Service Mesh (ASM) allows you to flexibly define various complex request routing rules by creating custom virtual services. Request routing rules can be used together with traffic lanes to implement comprehensive and multi-dimensional traffic management and maximizes the observability, operability, and user experience of applications. This topic describes how to create custom virtual services to route traffic for traffic lanes in permissive mode.

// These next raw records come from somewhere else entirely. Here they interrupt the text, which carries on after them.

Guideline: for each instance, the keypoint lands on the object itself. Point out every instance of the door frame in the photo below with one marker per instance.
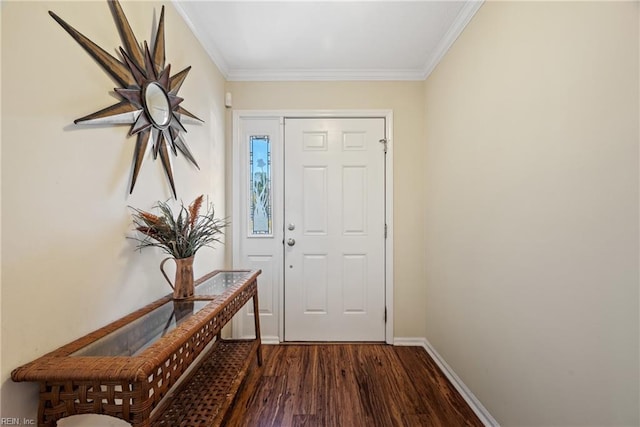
(236, 191)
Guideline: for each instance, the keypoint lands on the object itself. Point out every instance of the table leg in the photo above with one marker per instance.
(256, 317)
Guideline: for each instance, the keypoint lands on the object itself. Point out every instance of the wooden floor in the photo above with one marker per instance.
(348, 385)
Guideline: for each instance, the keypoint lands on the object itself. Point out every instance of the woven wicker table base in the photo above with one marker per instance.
(206, 395)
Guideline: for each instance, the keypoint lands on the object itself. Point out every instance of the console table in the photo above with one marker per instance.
(126, 368)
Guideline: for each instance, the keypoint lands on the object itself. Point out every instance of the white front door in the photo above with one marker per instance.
(334, 229)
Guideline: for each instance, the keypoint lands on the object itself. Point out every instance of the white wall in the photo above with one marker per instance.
(67, 267)
(531, 169)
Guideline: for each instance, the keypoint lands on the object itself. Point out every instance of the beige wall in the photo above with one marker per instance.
(406, 99)
(531, 170)
(67, 267)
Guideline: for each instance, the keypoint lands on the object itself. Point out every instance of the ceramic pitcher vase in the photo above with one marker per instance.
(183, 283)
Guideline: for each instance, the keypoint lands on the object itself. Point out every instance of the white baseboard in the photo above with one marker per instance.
(464, 391)
(264, 339)
(270, 339)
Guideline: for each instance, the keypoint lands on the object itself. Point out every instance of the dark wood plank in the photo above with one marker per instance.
(348, 385)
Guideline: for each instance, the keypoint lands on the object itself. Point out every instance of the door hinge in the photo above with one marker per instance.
(384, 142)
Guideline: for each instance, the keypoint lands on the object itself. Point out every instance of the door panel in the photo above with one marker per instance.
(334, 215)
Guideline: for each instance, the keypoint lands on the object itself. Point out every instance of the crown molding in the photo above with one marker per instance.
(457, 27)
(213, 52)
(323, 75)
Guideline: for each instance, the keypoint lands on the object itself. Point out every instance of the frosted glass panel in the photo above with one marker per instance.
(260, 221)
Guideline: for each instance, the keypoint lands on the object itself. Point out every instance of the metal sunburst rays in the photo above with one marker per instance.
(150, 101)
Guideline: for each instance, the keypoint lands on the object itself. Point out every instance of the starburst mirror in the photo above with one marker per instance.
(149, 94)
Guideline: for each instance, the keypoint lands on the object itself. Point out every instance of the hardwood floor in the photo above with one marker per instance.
(348, 385)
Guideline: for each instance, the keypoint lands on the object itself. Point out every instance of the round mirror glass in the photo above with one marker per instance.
(157, 104)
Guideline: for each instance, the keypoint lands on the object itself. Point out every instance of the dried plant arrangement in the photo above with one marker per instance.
(180, 236)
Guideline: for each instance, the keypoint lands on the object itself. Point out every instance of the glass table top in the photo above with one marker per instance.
(219, 283)
(136, 336)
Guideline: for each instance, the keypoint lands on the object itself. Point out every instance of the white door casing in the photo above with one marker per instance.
(334, 229)
(266, 252)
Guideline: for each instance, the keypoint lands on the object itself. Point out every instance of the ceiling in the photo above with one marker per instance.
(326, 40)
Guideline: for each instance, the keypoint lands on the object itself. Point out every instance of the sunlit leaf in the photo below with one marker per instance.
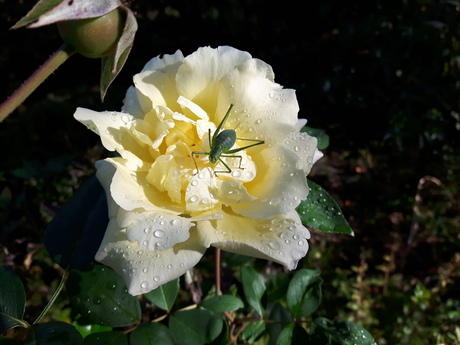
(113, 63)
(253, 287)
(47, 12)
(108, 338)
(319, 134)
(165, 295)
(194, 327)
(222, 303)
(12, 300)
(152, 334)
(320, 211)
(74, 235)
(253, 331)
(304, 293)
(101, 297)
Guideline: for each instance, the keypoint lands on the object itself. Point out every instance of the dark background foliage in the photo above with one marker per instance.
(380, 77)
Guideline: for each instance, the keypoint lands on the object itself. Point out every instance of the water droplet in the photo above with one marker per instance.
(236, 173)
(176, 222)
(159, 233)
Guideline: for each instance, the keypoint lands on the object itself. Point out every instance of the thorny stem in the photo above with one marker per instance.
(218, 291)
(38, 77)
(53, 298)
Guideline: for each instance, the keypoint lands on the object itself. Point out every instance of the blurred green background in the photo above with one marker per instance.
(380, 77)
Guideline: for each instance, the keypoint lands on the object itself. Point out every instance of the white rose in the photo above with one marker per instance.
(163, 212)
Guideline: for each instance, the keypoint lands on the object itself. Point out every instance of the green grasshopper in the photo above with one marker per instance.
(221, 144)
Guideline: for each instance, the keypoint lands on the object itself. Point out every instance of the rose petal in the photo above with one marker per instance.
(279, 186)
(154, 230)
(198, 78)
(145, 270)
(114, 128)
(199, 192)
(263, 109)
(131, 191)
(282, 239)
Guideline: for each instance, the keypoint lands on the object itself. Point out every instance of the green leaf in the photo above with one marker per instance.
(113, 63)
(54, 333)
(320, 211)
(276, 286)
(101, 296)
(12, 300)
(253, 331)
(222, 303)
(165, 295)
(39, 9)
(194, 327)
(253, 287)
(293, 334)
(279, 317)
(86, 330)
(47, 12)
(319, 134)
(304, 293)
(74, 235)
(108, 338)
(152, 334)
(344, 332)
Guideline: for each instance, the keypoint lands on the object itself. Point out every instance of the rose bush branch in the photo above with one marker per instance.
(103, 29)
(38, 77)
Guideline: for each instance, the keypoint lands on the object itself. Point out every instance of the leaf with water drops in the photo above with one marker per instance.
(253, 287)
(12, 300)
(222, 303)
(101, 296)
(343, 332)
(74, 235)
(304, 293)
(165, 295)
(320, 211)
(319, 134)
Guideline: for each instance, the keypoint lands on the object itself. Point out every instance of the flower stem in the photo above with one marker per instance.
(38, 77)
(53, 298)
(218, 292)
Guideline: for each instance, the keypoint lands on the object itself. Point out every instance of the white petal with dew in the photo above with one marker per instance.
(282, 239)
(279, 185)
(144, 270)
(154, 230)
(199, 193)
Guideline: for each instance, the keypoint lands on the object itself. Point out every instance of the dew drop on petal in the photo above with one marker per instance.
(236, 173)
(159, 233)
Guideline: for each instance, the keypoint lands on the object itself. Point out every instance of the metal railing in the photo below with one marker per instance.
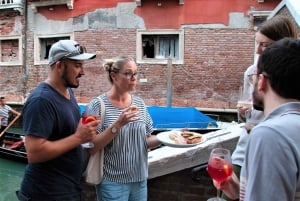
(12, 4)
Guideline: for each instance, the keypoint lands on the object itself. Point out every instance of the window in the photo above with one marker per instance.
(10, 51)
(42, 46)
(156, 46)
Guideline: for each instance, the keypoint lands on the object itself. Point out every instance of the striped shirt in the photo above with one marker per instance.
(126, 156)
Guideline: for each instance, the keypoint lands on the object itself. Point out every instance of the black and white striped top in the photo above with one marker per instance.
(126, 156)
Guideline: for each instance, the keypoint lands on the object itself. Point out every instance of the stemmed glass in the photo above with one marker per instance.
(219, 168)
(89, 115)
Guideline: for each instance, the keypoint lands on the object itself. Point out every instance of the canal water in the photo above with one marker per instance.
(11, 174)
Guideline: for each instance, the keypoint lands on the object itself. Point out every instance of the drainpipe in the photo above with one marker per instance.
(25, 70)
(169, 83)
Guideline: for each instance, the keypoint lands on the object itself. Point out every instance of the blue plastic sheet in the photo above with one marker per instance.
(179, 117)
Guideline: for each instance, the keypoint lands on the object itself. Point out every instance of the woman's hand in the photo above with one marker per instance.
(231, 187)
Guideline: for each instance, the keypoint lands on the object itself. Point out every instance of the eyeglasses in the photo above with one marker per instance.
(130, 75)
(263, 44)
(79, 50)
(251, 77)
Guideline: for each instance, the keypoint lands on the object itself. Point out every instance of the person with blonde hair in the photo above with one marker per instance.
(268, 32)
(125, 135)
(272, 159)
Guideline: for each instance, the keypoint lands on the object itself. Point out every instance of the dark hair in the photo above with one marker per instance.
(280, 63)
(278, 27)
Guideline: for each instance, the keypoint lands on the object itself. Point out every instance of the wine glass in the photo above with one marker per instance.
(219, 168)
(89, 115)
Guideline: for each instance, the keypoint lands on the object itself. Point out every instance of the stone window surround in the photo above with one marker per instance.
(12, 63)
(139, 49)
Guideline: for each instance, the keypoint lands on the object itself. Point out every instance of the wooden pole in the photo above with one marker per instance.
(10, 124)
(169, 83)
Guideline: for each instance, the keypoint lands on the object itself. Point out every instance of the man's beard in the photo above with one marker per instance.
(258, 103)
(67, 81)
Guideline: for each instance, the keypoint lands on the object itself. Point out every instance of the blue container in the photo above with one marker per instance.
(179, 117)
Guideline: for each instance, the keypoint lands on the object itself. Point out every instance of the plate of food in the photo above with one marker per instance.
(183, 139)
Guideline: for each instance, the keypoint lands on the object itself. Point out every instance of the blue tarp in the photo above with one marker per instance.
(176, 117)
(179, 117)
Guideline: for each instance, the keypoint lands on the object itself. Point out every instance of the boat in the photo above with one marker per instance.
(172, 118)
(13, 147)
(164, 119)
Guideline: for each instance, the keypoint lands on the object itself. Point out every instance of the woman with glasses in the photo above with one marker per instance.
(125, 135)
(268, 32)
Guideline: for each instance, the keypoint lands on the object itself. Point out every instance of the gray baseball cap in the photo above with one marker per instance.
(68, 49)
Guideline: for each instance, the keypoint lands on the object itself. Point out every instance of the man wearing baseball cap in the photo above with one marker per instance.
(53, 130)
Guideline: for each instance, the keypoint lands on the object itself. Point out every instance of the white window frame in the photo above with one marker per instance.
(139, 46)
(12, 63)
(37, 46)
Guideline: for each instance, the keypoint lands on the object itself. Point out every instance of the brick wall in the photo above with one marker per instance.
(214, 62)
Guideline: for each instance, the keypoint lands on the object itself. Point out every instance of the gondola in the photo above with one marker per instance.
(164, 119)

In this example, you can modify the steps in Scenario 1: Pass through trace IDs in traces and Scenario 2: Pass through custom request headers in traces to create custom virtual services and route traffic of traffic lanes in permissive mode. Make sure that you have read and understood the Use traffic lanes in permissive mode to manage end-to-end traffic topic and related content.
Scenarios
The ASM console has a built-in request routing rule creation feature. After you create virtual services on the ASM ingress gateway corresponding to traffic lanes, request routing rules are created for traffic lanes. This way, the ASM ingress gateway can forward requests to different traffic lanes.
Request routing rules of traffic lanes include matching rules for request headers and request paths. You can create custom virtual services to define more complex matching rules or create custom request routes.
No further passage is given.